Reverse Order: Nodes are added in reverse completion order to satisfy dependencies.
For Graph (a):
Adjacency List (For reference):
a: [b, c]
b: [e, g]
c: [f]
d: [a, f, g, b, c]
e: []
f: []
g: [e, f]
Start DFS from d (Because it has most dependencies):
- From a -> visit b -> visit e. e has no adjacent/unvisited nodes so, add in result list.
- Visit g -> e already visited so skip -> Insert f -> insert g -> insert b
- From a -> visit c -> f already visited so skip -> insert c -> insert a
- Insert d
Final topological sort - d,a,c,b,g,f,e
For graph (b):
Adjacency List (For reference):
a: [b]
b: [c]
c: [d]
d: [g]
e: [a]
f: [b, c, e, g]
g: [e]
There is a cycle in this graph: g -> e -> a -> b -> c -> d -> g.
The presence of a cycle means that topological sorting cannot be performed on this graph.
Answer 3
No, we can’t use the order in which vertices are pushed because for a topological order. A vertex must come after all of it’s pre-requisites in that order.
That’s the reason correct order is computed when vertices are popped off the stack - after all their pre-requisites have been fully explored.
Answer 4
The source-removal algorithm works like this:
Identify sources : Find nodes with no incoming edges.
Remove source : Eliminate the source node and its outgoing edges.
Add to order : Add the source to the topological order.
Repeat : Continue identifying and removing sources until all nodes are processed. If no sources are found and nodes remain, a cycle exists.
Graph a
- Identify source d (no incoming edges), remove d, and update the graph.
- Topological order: [d]
- Source a , remove $a$, update graph.
- Topological order: [d, a]
- Source b , remove b, update graph.
- Topological order: [d, a, b]
- Source c , remove c, update graph.
- Topological order: [d, a, b, c]
- Source f , remove f.
- Topological order: $[d, a, b, c, f]$
- Source g , remove g.
- Topological order: $[d, a, b, c, f, g]$
- Source e , remove $e$.
- Topological order: $[d, a, b, c, f, g, e]$
Final Topological Order:
$$ d, a, b, c, f, g, e $$Graph b
- Source $f$ , remove $f$, and update the graph.

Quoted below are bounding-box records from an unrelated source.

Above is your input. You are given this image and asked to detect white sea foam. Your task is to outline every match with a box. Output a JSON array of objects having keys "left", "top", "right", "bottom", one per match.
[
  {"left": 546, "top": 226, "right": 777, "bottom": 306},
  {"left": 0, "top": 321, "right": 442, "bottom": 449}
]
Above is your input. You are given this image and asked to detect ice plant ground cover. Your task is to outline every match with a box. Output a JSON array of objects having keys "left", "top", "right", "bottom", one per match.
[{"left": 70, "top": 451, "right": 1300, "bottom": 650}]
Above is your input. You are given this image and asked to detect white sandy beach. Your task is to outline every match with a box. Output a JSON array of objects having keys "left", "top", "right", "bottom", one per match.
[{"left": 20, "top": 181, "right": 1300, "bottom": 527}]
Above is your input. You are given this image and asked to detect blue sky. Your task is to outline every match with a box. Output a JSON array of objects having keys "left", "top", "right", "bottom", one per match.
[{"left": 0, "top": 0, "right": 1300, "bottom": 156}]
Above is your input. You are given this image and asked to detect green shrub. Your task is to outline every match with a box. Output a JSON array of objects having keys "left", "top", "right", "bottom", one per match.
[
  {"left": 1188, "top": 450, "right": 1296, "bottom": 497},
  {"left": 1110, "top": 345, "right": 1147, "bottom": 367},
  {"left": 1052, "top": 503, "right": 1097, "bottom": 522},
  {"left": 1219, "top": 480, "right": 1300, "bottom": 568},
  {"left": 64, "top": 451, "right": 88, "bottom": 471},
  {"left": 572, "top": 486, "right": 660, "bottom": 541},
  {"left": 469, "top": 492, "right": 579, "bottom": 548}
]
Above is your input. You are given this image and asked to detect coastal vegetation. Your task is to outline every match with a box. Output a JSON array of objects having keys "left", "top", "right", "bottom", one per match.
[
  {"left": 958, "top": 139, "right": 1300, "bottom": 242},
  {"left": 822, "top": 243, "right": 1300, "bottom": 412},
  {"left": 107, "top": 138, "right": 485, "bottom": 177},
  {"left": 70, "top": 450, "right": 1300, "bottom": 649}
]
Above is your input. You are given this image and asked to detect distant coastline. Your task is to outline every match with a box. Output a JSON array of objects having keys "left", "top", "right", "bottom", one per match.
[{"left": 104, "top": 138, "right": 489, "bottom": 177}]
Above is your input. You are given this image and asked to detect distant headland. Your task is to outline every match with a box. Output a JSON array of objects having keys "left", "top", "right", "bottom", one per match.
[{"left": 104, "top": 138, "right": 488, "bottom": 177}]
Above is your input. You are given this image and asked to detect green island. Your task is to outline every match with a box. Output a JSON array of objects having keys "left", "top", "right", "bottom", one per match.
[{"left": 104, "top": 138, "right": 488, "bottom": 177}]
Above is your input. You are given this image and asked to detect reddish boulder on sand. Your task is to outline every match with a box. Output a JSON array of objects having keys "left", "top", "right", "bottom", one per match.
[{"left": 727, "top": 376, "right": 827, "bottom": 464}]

- Topological order: $[f]$
- Source $e$ , remove $e$, and update the graph.
- Topological order: $[f, e]$
- Source $a$ , remove $a$, and update the graph.

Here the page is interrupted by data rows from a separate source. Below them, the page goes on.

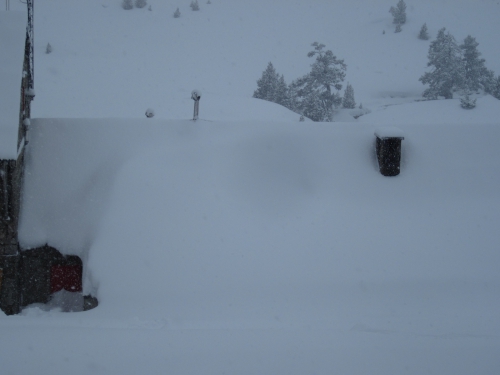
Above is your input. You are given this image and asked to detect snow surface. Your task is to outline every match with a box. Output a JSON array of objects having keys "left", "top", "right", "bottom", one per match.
[
  {"left": 0, "top": 0, "right": 500, "bottom": 375},
  {"left": 0, "top": 12, "right": 26, "bottom": 159}
]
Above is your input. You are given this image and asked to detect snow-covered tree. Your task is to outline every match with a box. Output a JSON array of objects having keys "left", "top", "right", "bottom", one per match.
[
  {"left": 342, "top": 82, "right": 356, "bottom": 108},
  {"left": 389, "top": 0, "right": 406, "bottom": 25},
  {"left": 418, "top": 23, "right": 429, "bottom": 40},
  {"left": 460, "top": 35, "right": 493, "bottom": 91},
  {"left": 460, "top": 91, "right": 476, "bottom": 109},
  {"left": 289, "top": 42, "right": 347, "bottom": 121},
  {"left": 189, "top": 0, "right": 200, "bottom": 10},
  {"left": 122, "top": 0, "right": 134, "bottom": 10},
  {"left": 253, "top": 62, "right": 279, "bottom": 102},
  {"left": 490, "top": 76, "right": 500, "bottom": 100},
  {"left": 419, "top": 27, "right": 465, "bottom": 99},
  {"left": 253, "top": 62, "right": 290, "bottom": 107},
  {"left": 272, "top": 74, "right": 289, "bottom": 107}
]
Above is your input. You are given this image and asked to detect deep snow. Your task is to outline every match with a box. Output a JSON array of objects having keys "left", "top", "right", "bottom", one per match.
[{"left": 0, "top": 0, "right": 500, "bottom": 375}]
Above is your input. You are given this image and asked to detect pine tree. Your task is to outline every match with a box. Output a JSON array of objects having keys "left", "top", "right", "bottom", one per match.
[
  {"left": 290, "top": 42, "right": 347, "bottom": 121},
  {"left": 460, "top": 35, "right": 492, "bottom": 91},
  {"left": 491, "top": 76, "right": 500, "bottom": 100},
  {"left": 460, "top": 91, "right": 476, "bottom": 109},
  {"left": 419, "top": 28, "right": 465, "bottom": 99},
  {"left": 122, "top": 0, "right": 134, "bottom": 10},
  {"left": 189, "top": 0, "right": 200, "bottom": 10},
  {"left": 253, "top": 62, "right": 279, "bottom": 102},
  {"left": 272, "top": 74, "right": 289, "bottom": 108},
  {"left": 389, "top": 0, "right": 406, "bottom": 25},
  {"left": 418, "top": 23, "right": 429, "bottom": 40},
  {"left": 342, "top": 83, "right": 356, "bottom": 108}
]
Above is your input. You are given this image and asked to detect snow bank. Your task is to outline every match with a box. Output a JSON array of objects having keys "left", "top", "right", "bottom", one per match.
[
  {"left": 0, "top": 11, "right": 27, "bottom": 159},
  {"left": 10, "top": 118, "right": 500, "bottom": 375},
  {"left": 19, "top": 119, "right": 500, "bottom": 324}
]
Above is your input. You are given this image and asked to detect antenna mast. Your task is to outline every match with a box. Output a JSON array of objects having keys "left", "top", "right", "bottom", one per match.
[{"left": 25, "top": 0, "right": 35, "bottom": 89}]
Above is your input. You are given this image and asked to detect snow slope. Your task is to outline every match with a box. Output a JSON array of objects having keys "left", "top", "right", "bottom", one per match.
[
  {"left": 0, "top": 0, "right": 500, "bottom": 375},
  {"left": 7, "top": 119, "right": 500, "bottom": 374},
  {"left": 27, "top": 0, "right": 500, "bottom": 122},
  {"left": 0, "top": 12, "right": 26, "bottom": 159}
]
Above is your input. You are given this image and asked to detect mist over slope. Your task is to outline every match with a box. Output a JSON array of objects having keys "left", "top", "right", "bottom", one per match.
[
  {"left": 26, "top": 0, "right": 500, "bottom": 122},
  {"left": 0, "top": 0, "right": 500, "bottom": 375}
]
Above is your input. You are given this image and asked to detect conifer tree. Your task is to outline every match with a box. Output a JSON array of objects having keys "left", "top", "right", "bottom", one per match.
[
  {"left": 419, "top": 27, "right": 465, "bottom": 99},
  {"left": 122, "top": 0, "right": 134, "bottom": 10},
  {"left": 189, "top": 0, "right": 200, "bottom": 10},
  {"left": 418, "top": 23, "right": 429, "bottom": 40},
  {"left": 389, "top": 0, "right": 406, "bottom": 25},
  {"left": 342, "top": 83, "right": 356, "bottom": 108},
  {"left": 290, "top": 42, "right": 347, "bottom": 121},
  {"left": 491, "top": 76, "right": 500, "bottom": 100},
  {"left": 253, "top": 62, "right": 279, "bottom": 102},
  {"left": 273, "top": 74, "right": 289, "bottom": 107},
  {"left": 460, "top": 35, "right": 492, "bottom": 91},
  {"left": 460, "top": 91, "right": 476, "bottom": 109}
]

- Topological order: $[f, e, a]$
- Source $b$ , remove $b$, and update the graph.
- Topological order: $[f, e, a, b]$
- Source $c$ , remove $c$, and update the graph.
- Topological order: $[f, e, a, b, c]$
- Source $d$ , remove $d$, and update the graph.

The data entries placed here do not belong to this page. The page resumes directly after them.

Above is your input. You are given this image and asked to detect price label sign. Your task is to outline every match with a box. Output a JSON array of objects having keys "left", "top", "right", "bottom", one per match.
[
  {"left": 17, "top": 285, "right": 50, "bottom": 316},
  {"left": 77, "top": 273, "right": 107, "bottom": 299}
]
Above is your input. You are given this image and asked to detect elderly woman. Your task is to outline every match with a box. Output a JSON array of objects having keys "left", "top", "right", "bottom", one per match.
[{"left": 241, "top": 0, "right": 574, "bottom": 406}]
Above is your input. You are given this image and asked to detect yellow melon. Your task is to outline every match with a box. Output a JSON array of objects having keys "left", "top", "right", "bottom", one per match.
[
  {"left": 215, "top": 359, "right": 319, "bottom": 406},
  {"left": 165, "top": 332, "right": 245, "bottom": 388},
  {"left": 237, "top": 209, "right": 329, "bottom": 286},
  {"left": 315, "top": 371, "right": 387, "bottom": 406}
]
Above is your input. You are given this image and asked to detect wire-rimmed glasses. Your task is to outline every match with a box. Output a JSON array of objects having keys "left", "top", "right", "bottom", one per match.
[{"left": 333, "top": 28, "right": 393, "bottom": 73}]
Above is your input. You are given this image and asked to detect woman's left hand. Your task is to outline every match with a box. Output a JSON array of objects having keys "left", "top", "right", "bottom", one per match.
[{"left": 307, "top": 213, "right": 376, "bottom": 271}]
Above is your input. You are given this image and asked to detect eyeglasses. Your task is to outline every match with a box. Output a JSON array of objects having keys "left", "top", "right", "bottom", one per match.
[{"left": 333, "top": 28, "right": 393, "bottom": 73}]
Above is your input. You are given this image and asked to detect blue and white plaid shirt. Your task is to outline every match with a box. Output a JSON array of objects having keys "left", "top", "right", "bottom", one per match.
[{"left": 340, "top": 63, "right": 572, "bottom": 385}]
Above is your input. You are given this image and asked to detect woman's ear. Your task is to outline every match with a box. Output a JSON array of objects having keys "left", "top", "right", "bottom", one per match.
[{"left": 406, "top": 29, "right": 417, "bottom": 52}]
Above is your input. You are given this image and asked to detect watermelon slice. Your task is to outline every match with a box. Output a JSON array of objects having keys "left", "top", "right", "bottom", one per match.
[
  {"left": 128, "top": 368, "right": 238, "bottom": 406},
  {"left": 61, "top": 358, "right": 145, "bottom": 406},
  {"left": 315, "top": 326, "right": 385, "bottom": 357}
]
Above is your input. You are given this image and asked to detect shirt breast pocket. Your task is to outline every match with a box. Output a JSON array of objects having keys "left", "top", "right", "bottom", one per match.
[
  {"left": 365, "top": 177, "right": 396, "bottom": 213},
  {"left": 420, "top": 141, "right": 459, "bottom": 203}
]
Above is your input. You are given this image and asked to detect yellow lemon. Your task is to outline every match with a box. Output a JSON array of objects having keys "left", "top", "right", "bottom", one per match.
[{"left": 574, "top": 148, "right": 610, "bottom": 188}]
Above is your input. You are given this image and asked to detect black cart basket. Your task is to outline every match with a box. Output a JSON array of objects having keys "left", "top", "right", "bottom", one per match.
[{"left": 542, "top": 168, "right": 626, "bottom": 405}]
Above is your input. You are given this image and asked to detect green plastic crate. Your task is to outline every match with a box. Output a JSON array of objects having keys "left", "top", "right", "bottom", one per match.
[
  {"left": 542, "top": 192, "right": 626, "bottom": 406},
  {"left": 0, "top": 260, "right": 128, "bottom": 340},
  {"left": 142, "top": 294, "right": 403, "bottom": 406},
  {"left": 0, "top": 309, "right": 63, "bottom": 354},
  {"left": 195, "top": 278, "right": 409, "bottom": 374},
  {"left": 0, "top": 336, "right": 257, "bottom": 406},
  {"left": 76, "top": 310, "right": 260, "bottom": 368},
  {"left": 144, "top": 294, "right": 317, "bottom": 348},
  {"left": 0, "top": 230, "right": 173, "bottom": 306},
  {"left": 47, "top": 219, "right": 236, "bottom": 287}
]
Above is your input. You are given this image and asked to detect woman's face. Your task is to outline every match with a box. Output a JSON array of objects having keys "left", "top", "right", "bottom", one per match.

- Topological order: $[f, e, a, b, c, d]$
- Source $g$ , remove $g$.
- Topological order: $[f, e, a, b, c, d, g]$
Final Topological Order:
$$ f, e, a, b, c, d, g $$Answer 5
$log_2(n)$ means number of times (x) to which 2 should raised until we get 2. Example:
if n = 8, we know $2^3$=8. So, $log_2(8)$=3. x in this case is 3.
We can use this property. Divide n by 2 and count how many division are needed to reach 1.
def log2_decrease_by_half(n):
if n == 1:
return 0 # Base case: log2(1) = 0
else:
return 1 + log2_decrease_by_half(n // 2) # Recursive case: each step halves n
Recurrence Relation:
$$ T(n) = T\left(\frac{n}{2}\right) + 1 $$In this case, each recursive step does exactly 1 unit of work.
Solving with Substitution:
Start with the recurrence:
$$ T(n) = T\left(\frac{n}{2}\right) + 1 $$Expand for $T\left(\frac{n}{2}\right)$:
$$ T\left(\frac{n}{2}\right) = T\left(\frac{n}{4}\right) + 1 $$Substituting this back into the original equation:
$$ T(n) = T\left(\frac{n}{4}\right) + 1 + 1 = T\left(\frac{n}{4}\right) + 2 $$Expand again:
$$ T\left(\frac{n}{4}\right) = T\left(\frac{n}{8}\right) + 1 $$Substituting:
$$ T(n) = T\left(\frac{n}{8}\right) + 3 $$Continue this until the base case is reached:
$$ T(n) = T\left(\frac{n}{2^k}\right) + k $$The base case is when $\frac{n}{2^k} = 1$, or $k = \log_2 n$. Therefore:
$$ T(n) = T(1) + \log_2 n $$Since $T(1) = 1$, we get:
$$ T(n) = 1 + \log_2 n $$
The final time complexity of this algo is 1 + $log_2(n)$. Or, O($log(n)$)